Cancer breakthrough: Crick Institute discovers using patient’s own immune cells could treat cancer
A researcher at Crick Institute has discovered that using a patient’s own immune cells could treat cancer. The rapid evolution and mutation of cancer tricks the body’s immune system and the drugs taken to treat the disease.
Professor Charles Swanton compares most cancer medications with bacterial resistance. Administering antibiotic makes the bacteria develop resistance. Likewise, cancers develop resistance to chemotherapy drugs and stop responding to the medication.
Swanton, in his 14th paper on cancer evolution and genetics, published on the first week of March in the Science journal, that cancer, in spite of being mutated, carries signature molecules that do not change and could by spotted by the disease-fighting T-cells of the immune system as something which needs to be fought.
“These mutations can in some cases be seen as flags on the surface of the tumour cells by the immune system as being abnormal and so the immune system will try and tackle these flags,” The Telegraph quotes Swanton. However, the number of T-cells present in the body is too small to be a real threat to the cancer. The patient’s immune cells would then be grown in the lab and re-administered for individualised treatment.
When his team got several biopsies from two lung cancer patients, they found proof that the immune systems recognised the flags, known as antigens, on every tumour cell’s surface. While hopeful the experiment would be a breakthrough, Swanton admits results won’t be known until the first patient is treated. But he adds that in patients with advanced disease, doctors would not be able to cure them.

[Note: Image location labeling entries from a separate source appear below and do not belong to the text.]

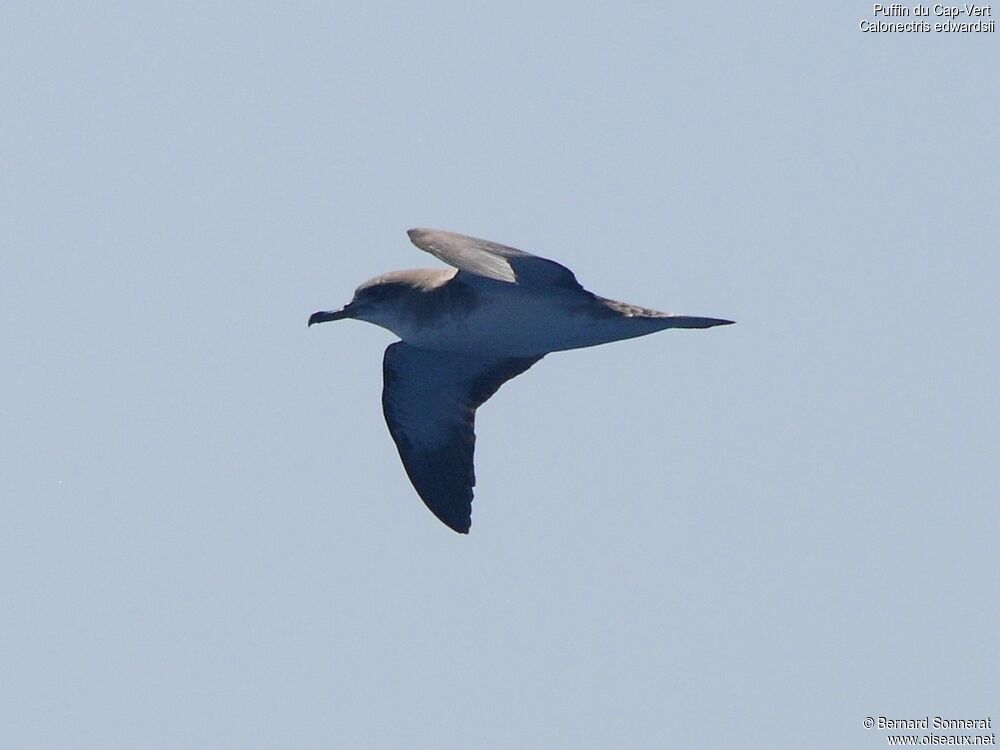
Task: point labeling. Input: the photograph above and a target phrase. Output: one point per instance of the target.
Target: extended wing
(491, 260)
(430, 399)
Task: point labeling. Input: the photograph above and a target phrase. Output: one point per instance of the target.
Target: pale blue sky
(747, 537)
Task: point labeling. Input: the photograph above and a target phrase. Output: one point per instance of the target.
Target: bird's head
(389, 300)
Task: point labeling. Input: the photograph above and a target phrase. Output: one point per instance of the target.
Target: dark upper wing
(429, 399)
(490, 259)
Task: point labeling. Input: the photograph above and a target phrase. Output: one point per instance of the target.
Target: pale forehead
(424, 279)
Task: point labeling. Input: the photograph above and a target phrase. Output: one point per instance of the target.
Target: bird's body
(467, 330)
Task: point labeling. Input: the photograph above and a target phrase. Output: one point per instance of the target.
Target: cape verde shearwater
(466, 331)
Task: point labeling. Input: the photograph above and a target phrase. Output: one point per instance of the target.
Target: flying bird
(467, 330)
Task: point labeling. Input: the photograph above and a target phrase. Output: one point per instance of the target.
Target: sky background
(753, 536)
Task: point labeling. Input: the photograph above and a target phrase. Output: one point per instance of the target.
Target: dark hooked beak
(326, 315)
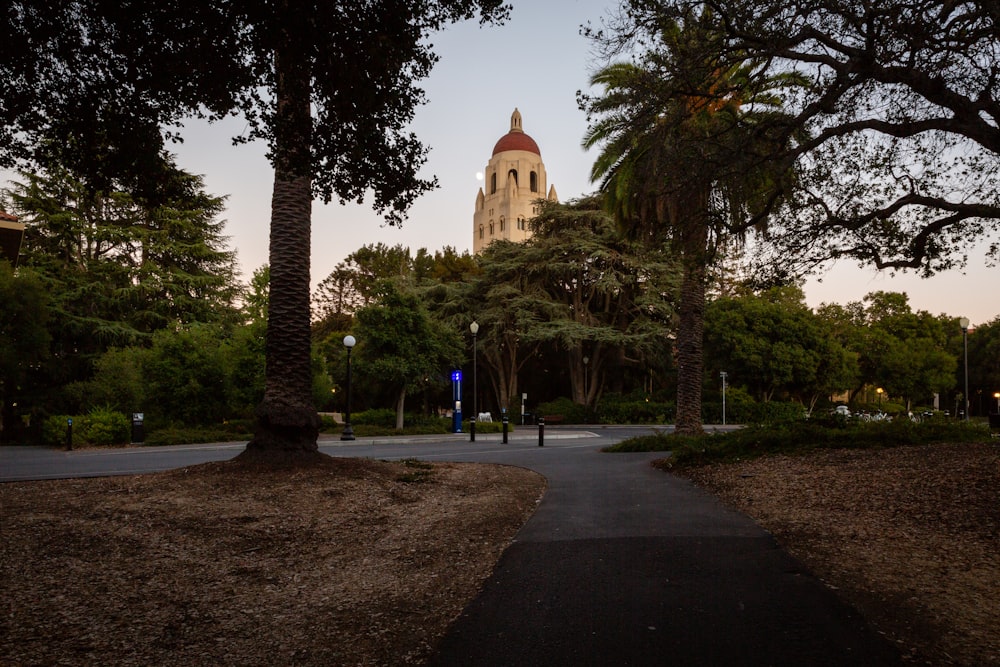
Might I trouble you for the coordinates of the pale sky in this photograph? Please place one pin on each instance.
(536, 63)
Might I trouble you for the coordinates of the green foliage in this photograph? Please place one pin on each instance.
(384, 417)
(103, 426)
(231, 431)
(54, 429)
(773, 345)
(418, 472)
(24, 337)
(617, 409)
(188, 375)
(400, 346)
(571, 412)
(118, 381)
(791, 437)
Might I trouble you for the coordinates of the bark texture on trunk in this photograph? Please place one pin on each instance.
(287, 421)
(690, 357)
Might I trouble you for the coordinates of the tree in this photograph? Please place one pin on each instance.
(122, 267)
(902, 115)
(908, 354)
(772, 343)
(984, 364)
(400, 346)
(686, 143)
(354, 282)
(329, 87)
(24, 336)
(605, 299)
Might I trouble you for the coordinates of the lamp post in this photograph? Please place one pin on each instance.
(474, 328)
(348, 433)
(723, 375)
(964, 323)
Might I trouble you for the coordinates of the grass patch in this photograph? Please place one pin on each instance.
(753, 442)
(420, 472)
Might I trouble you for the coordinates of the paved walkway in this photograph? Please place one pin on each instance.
(620, 565)
(625, 565)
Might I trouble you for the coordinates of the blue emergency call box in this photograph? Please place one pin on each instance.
(456, 395)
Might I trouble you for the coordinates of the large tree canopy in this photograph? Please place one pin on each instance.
(900, 168)
(329, 86)
(686, 143)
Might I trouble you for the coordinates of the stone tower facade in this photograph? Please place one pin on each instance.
(514, 179)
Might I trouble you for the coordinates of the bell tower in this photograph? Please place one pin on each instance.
(514, 179)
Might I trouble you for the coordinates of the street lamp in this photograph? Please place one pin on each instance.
(474, 328)
(348, 433)
(964, 323)
(723, 375)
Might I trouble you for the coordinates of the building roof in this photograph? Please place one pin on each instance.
(516, 139)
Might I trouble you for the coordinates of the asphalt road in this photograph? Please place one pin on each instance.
(621, 564)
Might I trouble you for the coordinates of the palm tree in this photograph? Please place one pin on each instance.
(689, 160)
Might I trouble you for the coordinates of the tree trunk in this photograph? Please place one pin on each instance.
(287, 421)
(690, 361)
(400, 404)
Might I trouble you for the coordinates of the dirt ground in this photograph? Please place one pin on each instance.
(350, 562)
(357, 562)
(910, 536)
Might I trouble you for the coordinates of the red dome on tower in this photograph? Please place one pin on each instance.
(516, 139)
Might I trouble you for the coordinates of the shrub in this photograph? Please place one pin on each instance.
(572, 413)
(617, 409)
(384, 417)
(799, 436)
(231, 432)
(54, 429)
(103, 426)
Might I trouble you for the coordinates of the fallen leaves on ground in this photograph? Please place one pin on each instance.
(909, 535)
(345, 562)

He stresses that since no two tumours are the same, they need to discover a way to hit the flag proteins with the use of the body’s own defence to do it individually for every patient. Swanton says that in theory, oncologists must look at a tumour’s genetic profile and find the flags recognised by a person’s immune system to fight their own cancers.
“There was evidence that complex tumours with many mutations could increase the chance of the immune system spotting them; now we can prioritise and target tumour antigens that are present in every cell, the Achilles heel of these highly complex cancers,” Swanton explains.
Because the first safety trials could take place within two years and then the first patients potentially treated, the cancer expert foresees it would take a decade to 15 years before the treatment becomes routine therapy. Even if it sounds too ambitious, Swanton says the discovery is important since the one-size-fits-all approach in place is flawed because of drug resistance in some patients.